When you’re not sure what you’re supposed to be doing, your stress levels increase. You can’t tell if you’re studying too much (or too little), and you don’t even know if what you’re doing will help you accomplish what you need. As a result, many students procrastinate, paralyzed by the fear that they’re not going to do things the “right” way. Yes, even I am guilty of this! Fortunately, you can prevent this dangerous inaction by using Step Four of the Your Nursing Tutor goal-setting technique.
Step Four: A Method to AVOID the Madness
Before I became a nurse, I was studying to become a psychologist (you can find out more about me at www.YourNursingTutor.com/about). And if I learned anything about people while studying psychology, it’s that when you’re not sure what to do or you’re afraid of failing, then you’re unlikely to do anything at all. And that’s a sure-fire way to end up procrastinating. If you want to avoid falling into that all-to-common trap, here’s what you need to do first.
Believe: Where there’s a will, there’s a way!
Change the way you think about “failure.” Just because you don’t do something perfectly does not mean that you failed. You only fail when you give up. (And “giving up” does not necessarily equal failure either, but more about that in a future blog post…)
Redefining what failure means can free you up to experiment and try different ways of accomplishing your goal. If one way doesn’t work, you didn’t fail: you succeeded at finding a way that didn’t work! Now you can cross that method off your list and move on to another that might work better.
Find an expert
The stakes are high in nursing school, and you probably don’t feel like you have the luxury of time to use “trial and error” to pick the best study method for your situation. In that case, an expert is essential because they can quickly assess your needs, and guide you towards the study techniques or other methods that will have the highest probability of helping you achieve your goal.
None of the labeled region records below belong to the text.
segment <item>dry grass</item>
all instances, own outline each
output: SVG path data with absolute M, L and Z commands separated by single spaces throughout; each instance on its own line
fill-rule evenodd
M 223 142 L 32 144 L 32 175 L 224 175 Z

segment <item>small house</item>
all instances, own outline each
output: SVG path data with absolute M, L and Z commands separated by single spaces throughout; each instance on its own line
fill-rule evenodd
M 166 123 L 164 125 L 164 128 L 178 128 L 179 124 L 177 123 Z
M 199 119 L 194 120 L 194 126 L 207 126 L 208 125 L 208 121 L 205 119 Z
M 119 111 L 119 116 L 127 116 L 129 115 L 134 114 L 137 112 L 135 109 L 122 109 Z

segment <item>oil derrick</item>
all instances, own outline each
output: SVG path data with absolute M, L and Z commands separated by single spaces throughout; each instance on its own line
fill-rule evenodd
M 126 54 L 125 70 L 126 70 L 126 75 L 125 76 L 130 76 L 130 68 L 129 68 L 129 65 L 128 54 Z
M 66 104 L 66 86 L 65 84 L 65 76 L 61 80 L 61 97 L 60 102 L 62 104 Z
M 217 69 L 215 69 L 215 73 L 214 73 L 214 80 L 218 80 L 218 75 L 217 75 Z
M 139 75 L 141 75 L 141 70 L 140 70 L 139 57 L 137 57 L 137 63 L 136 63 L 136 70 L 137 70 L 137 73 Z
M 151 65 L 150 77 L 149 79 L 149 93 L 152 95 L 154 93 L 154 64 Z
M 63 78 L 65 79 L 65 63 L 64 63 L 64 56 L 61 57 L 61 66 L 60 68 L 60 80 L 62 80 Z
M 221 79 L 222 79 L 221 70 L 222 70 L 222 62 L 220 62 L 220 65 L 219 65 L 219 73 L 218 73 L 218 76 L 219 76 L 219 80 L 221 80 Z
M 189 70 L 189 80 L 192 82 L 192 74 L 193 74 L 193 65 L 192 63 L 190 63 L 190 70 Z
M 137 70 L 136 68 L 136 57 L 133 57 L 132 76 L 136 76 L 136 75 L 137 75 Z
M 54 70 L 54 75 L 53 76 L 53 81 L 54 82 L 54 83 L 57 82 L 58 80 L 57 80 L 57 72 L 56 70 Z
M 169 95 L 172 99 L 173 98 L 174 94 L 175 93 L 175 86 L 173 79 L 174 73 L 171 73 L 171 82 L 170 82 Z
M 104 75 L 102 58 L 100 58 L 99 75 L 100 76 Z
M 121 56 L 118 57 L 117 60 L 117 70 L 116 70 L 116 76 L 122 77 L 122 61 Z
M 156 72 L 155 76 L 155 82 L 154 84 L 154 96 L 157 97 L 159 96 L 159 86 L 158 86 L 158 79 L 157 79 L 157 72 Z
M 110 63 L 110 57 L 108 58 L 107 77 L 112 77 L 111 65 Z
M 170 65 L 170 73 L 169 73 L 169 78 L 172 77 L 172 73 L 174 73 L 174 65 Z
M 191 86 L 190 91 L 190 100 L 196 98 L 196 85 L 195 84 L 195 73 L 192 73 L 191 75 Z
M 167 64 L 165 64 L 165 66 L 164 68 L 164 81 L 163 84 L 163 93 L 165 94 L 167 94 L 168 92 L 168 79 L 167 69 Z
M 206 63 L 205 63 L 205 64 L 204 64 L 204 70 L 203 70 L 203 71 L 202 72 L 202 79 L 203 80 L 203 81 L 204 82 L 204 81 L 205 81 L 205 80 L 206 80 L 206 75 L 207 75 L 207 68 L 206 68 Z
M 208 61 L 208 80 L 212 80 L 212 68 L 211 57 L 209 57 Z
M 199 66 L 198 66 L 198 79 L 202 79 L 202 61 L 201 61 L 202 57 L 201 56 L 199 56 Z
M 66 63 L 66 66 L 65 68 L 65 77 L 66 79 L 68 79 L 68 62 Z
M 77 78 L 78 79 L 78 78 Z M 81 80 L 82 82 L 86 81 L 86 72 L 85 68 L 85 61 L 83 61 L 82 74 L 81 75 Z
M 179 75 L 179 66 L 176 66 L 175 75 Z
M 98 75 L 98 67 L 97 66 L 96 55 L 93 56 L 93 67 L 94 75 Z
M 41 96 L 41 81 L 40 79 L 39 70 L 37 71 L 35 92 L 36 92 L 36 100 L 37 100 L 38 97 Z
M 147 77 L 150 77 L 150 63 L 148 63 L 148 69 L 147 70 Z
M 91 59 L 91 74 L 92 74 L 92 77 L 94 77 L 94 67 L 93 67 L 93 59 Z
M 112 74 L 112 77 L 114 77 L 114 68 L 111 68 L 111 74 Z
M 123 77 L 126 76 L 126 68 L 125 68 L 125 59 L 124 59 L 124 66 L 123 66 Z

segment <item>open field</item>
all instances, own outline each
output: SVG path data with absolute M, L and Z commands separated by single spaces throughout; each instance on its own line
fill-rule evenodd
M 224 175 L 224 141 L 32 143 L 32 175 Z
The first place you should look for experts is at your very own school. Talk to faculty, take advantage of office hours, or pay to hire a nursing tutor. If you’re lucky, your school might already have a free nursing tutor available! Depending on what your goal is, make sure you also think outside of the nursing school box. If you’re working on dosage calculations, for example, check to see if your school has a math lab that could help you improve your algebra skills.
The internet can also offer a ton of information and expertise that can help you choose the best Methods to reach your nursing goals. Obviously, I think Your Nursing Tutor is a great resource, along with the PASS Program! And you can always feel free to email me for advice if you can’t find the information you’re looking for on the website.
However you decide to do it, create a plan of action for yourself to make sure that you don’t get paralyzed by fear and self-doubt. You have many more important things to do!